Main cast: Leif Garrett (Dr Jack Miner), Valerie Wildman (Jane Miner), and Nick Ramus (Saspondo)
Director: Christopher Todd
In Half as Old as Time, the old archaeologist Dr Jack Miner meets his estranged daughter Jane in her shack in the middle of the desert. Hmm, I’m pretty sure this show has used this set a few times before.
Initially hostile, Jane softens when she learns that her father is dying of a brain tumor. He seeks her out because he wants to seek out a mythical fountain of youth that can help him stay alive and make him young again. Despite her skepticism about the whole thing, she decides to help him. He is, after all, still her father.
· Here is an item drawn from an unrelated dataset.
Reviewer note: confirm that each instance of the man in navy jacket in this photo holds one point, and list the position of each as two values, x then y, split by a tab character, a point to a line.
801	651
Hilariously, they discover this fountain simply by pushing open a rock blocking a cave in the next scene. Boy, if only hidden treasures were this easy to locate in real life; I’d have taken up tomb raiding a lot time ago, be super wealthy in a few years, and live the rest of my life in decadent leisure.
Anyway, back to this show… what will Jack find in the end, and will he be happy with the discovery?
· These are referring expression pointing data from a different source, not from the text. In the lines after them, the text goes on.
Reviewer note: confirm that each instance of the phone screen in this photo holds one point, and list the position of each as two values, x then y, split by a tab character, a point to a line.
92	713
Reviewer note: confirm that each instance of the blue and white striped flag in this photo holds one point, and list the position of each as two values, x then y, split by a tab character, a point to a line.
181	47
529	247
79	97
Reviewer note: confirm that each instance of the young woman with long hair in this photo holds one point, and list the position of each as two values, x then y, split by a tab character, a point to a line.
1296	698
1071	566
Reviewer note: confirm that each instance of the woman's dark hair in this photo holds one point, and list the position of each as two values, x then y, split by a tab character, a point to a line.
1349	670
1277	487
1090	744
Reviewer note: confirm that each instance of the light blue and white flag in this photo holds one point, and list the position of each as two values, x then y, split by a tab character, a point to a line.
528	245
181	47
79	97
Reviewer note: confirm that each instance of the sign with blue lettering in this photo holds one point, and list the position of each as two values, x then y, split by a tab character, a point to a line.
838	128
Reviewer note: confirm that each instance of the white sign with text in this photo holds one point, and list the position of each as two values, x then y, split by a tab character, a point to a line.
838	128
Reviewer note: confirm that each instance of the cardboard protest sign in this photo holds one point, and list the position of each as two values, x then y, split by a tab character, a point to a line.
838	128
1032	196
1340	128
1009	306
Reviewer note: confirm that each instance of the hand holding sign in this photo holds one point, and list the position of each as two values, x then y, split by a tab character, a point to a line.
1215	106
Well, I find only tedium and boredom, as the episode slows to a crawl right after these two discover the fountain. What follow are needlessly long-winded and boring exposition interspersed with Leif Garrett chewing scenery in such an cringe-blasted crazy chipmunk way that I’m sure he would have left teeth marks on the cave walls if it was a real cave in the first place.
Also, the people here can’t seem to run. Jane can’t run when it’s clear that the conversation is about her on the sacrificial slab, she can’t even fight off a dying old man. Meanwhile, Jack can’t run when he’s young again to get away from a fate worse than death. Seriously, all these people seem to do is to stand around in a cave and talk and talk and talk.
Did these people ran out of script halfway and had to improvise in such a boring manner?
At any rate, this episode does feel like it takes forever to come to an end. Perhaps the title of the episode is a warning that people should pay heed to before making the fatal decision to watch this thing.